I grew up in a serious audiophile household listening to gear from Vandersteen, McCormack and Creek. I cut my teeth in the headphone world at age thirteen. I went to school and studied music performance, recording technology, and physics. Without self-aggrandizing, it’s not a stretch to say that I probably have a larger musical and technical knowledge-base and more rigorously-trained ears than the average audiophile.

The pro audio shows I attend are different, they are FUN! Old, young, global, and local, we can talk about gear and music interchangeably and have a blast doing so at the same time. There’s even a sort of cautious respect accorded to those music and audio professionals willing to admit their audiophile streak. In essence, a recognition of true dedication to everything sound related.

So where’s the love? Show me the love in the audiophile world. Why all the grumpiness in places where attendees’ livelihoods are even less at stake? Let’s break it down into something somewhat more digestible.

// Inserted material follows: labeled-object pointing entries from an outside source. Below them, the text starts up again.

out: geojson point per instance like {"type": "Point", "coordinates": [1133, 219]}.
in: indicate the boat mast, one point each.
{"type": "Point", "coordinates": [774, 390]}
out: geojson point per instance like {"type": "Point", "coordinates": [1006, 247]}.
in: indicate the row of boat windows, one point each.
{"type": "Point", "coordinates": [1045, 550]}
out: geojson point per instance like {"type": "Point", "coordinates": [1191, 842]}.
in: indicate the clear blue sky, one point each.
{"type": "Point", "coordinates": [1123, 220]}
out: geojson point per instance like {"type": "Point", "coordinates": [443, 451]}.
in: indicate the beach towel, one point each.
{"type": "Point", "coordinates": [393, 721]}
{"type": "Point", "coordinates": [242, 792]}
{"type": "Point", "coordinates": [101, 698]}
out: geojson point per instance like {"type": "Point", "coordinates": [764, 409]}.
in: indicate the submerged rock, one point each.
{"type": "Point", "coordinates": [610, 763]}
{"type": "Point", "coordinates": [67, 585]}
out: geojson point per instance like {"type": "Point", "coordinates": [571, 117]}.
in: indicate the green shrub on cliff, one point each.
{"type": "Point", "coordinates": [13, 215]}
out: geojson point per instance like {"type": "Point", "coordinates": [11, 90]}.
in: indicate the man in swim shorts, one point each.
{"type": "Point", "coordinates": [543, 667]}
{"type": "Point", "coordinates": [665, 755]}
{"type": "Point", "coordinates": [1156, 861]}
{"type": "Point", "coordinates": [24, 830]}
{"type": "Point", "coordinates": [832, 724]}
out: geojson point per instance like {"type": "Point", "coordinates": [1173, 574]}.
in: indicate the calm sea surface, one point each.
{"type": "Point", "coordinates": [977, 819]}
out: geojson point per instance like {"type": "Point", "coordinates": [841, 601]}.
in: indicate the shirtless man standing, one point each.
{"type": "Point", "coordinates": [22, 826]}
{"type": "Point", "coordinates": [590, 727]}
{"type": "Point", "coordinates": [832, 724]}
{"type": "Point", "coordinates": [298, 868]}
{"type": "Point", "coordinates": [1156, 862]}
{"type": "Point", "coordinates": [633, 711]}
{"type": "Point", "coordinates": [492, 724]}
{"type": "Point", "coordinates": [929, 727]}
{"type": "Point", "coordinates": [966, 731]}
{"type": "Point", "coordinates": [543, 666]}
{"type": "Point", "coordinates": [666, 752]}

I’m going to go out on a limb here: most Hi-Fi show attendees are older than my dad. Heh, David [Blumenstein] is ancient in comparison, and while he doesn’t give a damn about my hot pink hair and fashion statement wardrobe choices, no doubt his contemporaries and the dinosaurs making him feel young are just not that open-minded. There are three cultural issues at play here:

  1. Traditional audiophiles for the most part simply don’t get (grok) headphones, and with each passing day, each passing show it becomes clearer that this is generational. It is not so much that the old-timers don’t understand or like headphones, but more to the point, video games are a big gateway for younger folks into the world of audio. In further contrast to two-channel’s home-theatre niche, video gaming is a forever growing, changing field in terms of industry standards and, more importantly, audio and sonic production quality, and with that the need for specialized equipment is minimal.
  1. Most video-game audio can be created entirely within the gaming world: spatial out of the box, requiring no specific processing and/or equipment on the part of the end-user apart from a decent pair of headphones. Recently some of the best audio I’ve heard has been in the form of sound-design from within video games. In light of the current VR (virtual-reality) trend, headphones have become crucial for gaming, though some gamers are incorporating desktop audio and, in some instances, high-end audio and home-theatre rigs have infiltrated their worlds. Gaming as the gateway to more traditional audio, who would have thought?
  1. A not too subtle factor is purely physical. Young folks are plainly more active, where sitting indoors listening to speakers is unabashedly sedentary, whereas with headphones and desktop rigs, there exists an implied perception of mobility. The days of LAN parties (carrying your computer and speakers to someone’s house) are over with, distant memories in the rear-view mirror. The prospect of doing the same with a traditional two-channel system is sheer lunacy. Also, with physical fitness and health concerns having increasing cultural value, the appeal of sitting back—not leaning forward—and listening to music is the province of the anachronistic couch potato. It is not so much that today’s youth have an aversion to sonic quality, it’s just that they want to get out and enjoy their lives.